“Help with my anger at being sexually abused as a child”

“Help with my anger at being sexually abused as a child” September 21, 2012

Dear John,

It’s amazing to me how rapidly a day can take a turn for the worse. As I was walking across campus today, I noticed a blood drive bus parked in the main quad. I decided to donate. Like any good blood-donor, I filled out the required forms honestly—even the question “As a man, have you ever had any sexual contact with another male?” I would be lying if I said I didn’t momentarily wrestle with simply marking “no,” but having come to terms with the fact that I was sexually abused when I was ten years old, I did the right thing and selected “yes.”

Long story short, I was denied. That didn’t come as a total surprise. What did were the emotions that arose afterward, all of the emotions that I was convinced I had found peace with: the shame of being a victim of sexual abuse, the humiliation of feeling emasculated, and, most surprisingly, the anger toward the man who had robbed me of countless things, the least of which was the simple right to donate blood.

I’ll condense my series of questions to this: How can you be convinced you’ve truly forgiven someone? I’m not looking to release my anger entirely (I’d be lying if I said I didn’t feel entitled to it; the key, as I feel I have successfully mastered, is not letting it dominate my life). But I’m looking to find some sort of evidence to convince me that I have truly and honestly forgiven the man who so abruptly disrupted my life. I thought I had done so. I said all of the right words and meant them in my heart of hearts. But have I really truly released this?

If you could shed some light on this for me, it would be greatly appreciated. What, if anything, do you believe God has to say regarding the authenticity of forgiveness? And how can we know if it is authentic or not?

I think the key to finding the answer you’re after lies in your statement that you feel justified in your anger—that, as you put it, you’re not looking to entirely release your anger. That thin space between “I’ve forgiven” and “I’m still angry” is the one your experience at the blood drive pushed you through.

“I forgive you” cannot exist in the same place as “I hate you, you life-destroying sack of vomit.” You can feel one of those things; you can feel the other. But you can’t feel them both at once.

Your problem is that you feel—or at least felt—the latter, which you take as an indication that you have failed at the former—which by extension would mean that you have failed as a Christian. “If I’d really forgiven—if [as you put it] my forgiveness is authentic—then how can I be so unexpectedly ambushed by the very anger that I thought my forgiveness had eradicated?” That’s what you’re asking.

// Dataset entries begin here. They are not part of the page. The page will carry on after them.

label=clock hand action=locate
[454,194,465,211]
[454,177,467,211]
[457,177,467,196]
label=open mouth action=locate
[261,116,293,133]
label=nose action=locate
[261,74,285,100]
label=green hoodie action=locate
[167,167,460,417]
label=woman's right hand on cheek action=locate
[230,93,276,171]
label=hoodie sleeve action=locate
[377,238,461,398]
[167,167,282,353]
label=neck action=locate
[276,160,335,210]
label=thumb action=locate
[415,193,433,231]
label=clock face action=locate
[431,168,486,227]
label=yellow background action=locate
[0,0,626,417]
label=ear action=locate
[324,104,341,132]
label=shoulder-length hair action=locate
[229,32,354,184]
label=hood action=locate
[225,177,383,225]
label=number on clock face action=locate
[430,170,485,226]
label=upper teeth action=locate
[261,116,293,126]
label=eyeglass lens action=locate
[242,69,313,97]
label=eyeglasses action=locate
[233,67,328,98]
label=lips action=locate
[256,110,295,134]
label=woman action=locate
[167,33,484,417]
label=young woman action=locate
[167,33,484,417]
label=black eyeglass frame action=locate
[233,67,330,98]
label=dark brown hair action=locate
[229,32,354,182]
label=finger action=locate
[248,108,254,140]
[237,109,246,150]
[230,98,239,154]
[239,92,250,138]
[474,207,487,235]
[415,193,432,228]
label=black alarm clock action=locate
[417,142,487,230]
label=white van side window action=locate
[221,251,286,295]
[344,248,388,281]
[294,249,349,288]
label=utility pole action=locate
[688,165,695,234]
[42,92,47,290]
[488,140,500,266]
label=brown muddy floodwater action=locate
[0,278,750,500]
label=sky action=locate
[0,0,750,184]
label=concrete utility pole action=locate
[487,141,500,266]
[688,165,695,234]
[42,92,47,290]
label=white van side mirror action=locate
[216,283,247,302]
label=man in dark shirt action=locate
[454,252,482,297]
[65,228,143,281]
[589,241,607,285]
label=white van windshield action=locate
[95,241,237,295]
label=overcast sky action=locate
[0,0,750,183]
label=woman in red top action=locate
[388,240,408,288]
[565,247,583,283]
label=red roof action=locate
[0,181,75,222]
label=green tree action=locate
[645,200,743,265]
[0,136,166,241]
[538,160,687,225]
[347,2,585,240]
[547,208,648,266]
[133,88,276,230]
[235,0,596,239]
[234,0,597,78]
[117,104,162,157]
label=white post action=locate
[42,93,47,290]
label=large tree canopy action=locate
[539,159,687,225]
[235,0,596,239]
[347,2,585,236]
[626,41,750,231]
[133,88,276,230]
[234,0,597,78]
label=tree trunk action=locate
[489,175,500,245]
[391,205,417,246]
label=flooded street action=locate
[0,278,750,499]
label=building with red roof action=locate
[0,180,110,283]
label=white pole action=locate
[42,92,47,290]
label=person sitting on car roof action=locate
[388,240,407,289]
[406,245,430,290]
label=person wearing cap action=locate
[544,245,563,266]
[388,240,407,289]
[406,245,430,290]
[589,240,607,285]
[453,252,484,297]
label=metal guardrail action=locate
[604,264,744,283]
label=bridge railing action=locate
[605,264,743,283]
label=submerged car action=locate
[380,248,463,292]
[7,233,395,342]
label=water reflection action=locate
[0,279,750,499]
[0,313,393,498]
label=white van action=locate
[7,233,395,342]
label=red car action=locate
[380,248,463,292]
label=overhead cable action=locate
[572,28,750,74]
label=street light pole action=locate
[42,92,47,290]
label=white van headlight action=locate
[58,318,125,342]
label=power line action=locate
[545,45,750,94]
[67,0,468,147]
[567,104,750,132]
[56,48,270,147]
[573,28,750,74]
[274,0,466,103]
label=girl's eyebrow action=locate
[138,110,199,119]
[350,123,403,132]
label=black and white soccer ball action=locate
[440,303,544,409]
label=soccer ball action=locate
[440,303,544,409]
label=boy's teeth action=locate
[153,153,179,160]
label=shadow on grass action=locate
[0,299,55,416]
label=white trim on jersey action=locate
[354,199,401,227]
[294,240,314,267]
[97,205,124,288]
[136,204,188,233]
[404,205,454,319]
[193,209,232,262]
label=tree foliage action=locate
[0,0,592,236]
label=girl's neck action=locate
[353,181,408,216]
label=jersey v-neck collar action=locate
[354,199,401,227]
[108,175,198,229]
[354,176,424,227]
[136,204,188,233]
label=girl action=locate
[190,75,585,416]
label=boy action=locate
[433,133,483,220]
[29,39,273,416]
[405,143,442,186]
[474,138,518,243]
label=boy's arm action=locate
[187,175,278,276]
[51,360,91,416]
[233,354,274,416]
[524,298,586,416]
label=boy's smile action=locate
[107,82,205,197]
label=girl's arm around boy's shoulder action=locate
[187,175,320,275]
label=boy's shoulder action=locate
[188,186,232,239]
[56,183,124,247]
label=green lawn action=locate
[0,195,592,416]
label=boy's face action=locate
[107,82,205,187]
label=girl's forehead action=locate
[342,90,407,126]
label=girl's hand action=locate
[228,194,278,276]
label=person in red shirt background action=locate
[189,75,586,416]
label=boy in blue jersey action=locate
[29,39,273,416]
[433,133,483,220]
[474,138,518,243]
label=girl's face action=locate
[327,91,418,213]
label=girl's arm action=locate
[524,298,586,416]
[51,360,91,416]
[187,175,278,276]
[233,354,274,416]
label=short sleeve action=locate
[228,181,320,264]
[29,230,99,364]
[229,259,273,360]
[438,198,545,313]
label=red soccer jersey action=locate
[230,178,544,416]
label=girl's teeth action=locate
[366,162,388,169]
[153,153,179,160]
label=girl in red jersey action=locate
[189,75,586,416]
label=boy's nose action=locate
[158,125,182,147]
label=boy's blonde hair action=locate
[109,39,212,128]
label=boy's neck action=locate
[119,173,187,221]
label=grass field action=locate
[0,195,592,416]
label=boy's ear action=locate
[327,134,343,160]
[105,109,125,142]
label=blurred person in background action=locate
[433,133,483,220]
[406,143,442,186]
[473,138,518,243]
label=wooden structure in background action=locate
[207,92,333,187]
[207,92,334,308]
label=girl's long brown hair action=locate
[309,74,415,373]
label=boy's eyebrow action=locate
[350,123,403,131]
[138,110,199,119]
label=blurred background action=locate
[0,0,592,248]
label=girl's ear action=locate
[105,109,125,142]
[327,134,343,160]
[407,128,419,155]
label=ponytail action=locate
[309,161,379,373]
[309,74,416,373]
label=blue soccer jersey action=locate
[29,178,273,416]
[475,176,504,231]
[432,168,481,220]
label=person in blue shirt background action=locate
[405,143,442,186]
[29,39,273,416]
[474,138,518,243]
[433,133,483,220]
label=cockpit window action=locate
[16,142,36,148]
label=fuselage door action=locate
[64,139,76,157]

Which is to say that what you’re asking is Why am I so bloody human?

It’s true that Jesus said we should forgive those who transgress against us. Jesus was huge on turning the other cheek, forgiving others as God forgives us, forgiving not just seven but seventy-seven times. Jesus was so into forgiveness that in order to prove that he had come specifically to forgive all people all their sins he had himself mercilessly slaughtered and nailed to a cross.

Boy. Talk about making a point.

And make that point he did. And as proof we have you, two thousand years later, concerned that you haven’t learned it deeply enough.

Listen: You have. You’ve forgiven enough. You’ve forgiven all that anyone could. Your forgiveness is one hundred percent, thoroughly authentic. It’s not like you have a relationship with the man who hurt you. The kind of forgiveness that actually does result in the complete dissipation of anger can only happen within the context of an ongoing, real-time relationship. If a friend hurts me I can bring to him my complaint; he can explain himself; we can talk it out; if he’s wrong he can offer me a sincere and pointed apology, after which I will forgive him because he is my friend. And not only will my anger with him be genuinely gone, our relationship will be stronger because of that shared experience.

Well, that’s hardly the kind of relationship you’re dealing with, is it? The guy who hurt you is now to you just a phantom. He’s not in your life. In that sense he doesn’t even exist. You can’t talk to him. You can’t scream at him. You can’t make sure he fathoms the depth of his transgression against you. You can’t do any of that.

You’re simply left, by yourself, to process all the wrong that he did to you.

And look how well you’ve done that. It’s clear what a sensitive, intelligent, and loving person you’ve become.

Yes, you will at times feel outrage at what was done to you. And when that fury hits you, you know what you can do with it? You can use it for its actual power. You can turn something that is truly awful into something that is not just good, but the finest thing in existence.

The next time you feel the unleashed power of the injustice of what was done to you, do not shun it. Do not reject it. Do not deny it.

Claim it. Claim all of it. Hold it. Focus on it. Get alone with it. Allow it to unfold into all the darkness that it is.

And then, with your eyes closed—with all that outrageous, undeserved agony tearing you up inside—hold your arms out wide. Stand in the position of Jesus Christ on the cross.

And there you will be.

And there He will be, sharing with you the very essence of his consciousness.

And at that moment you will know your suffering as a blessing.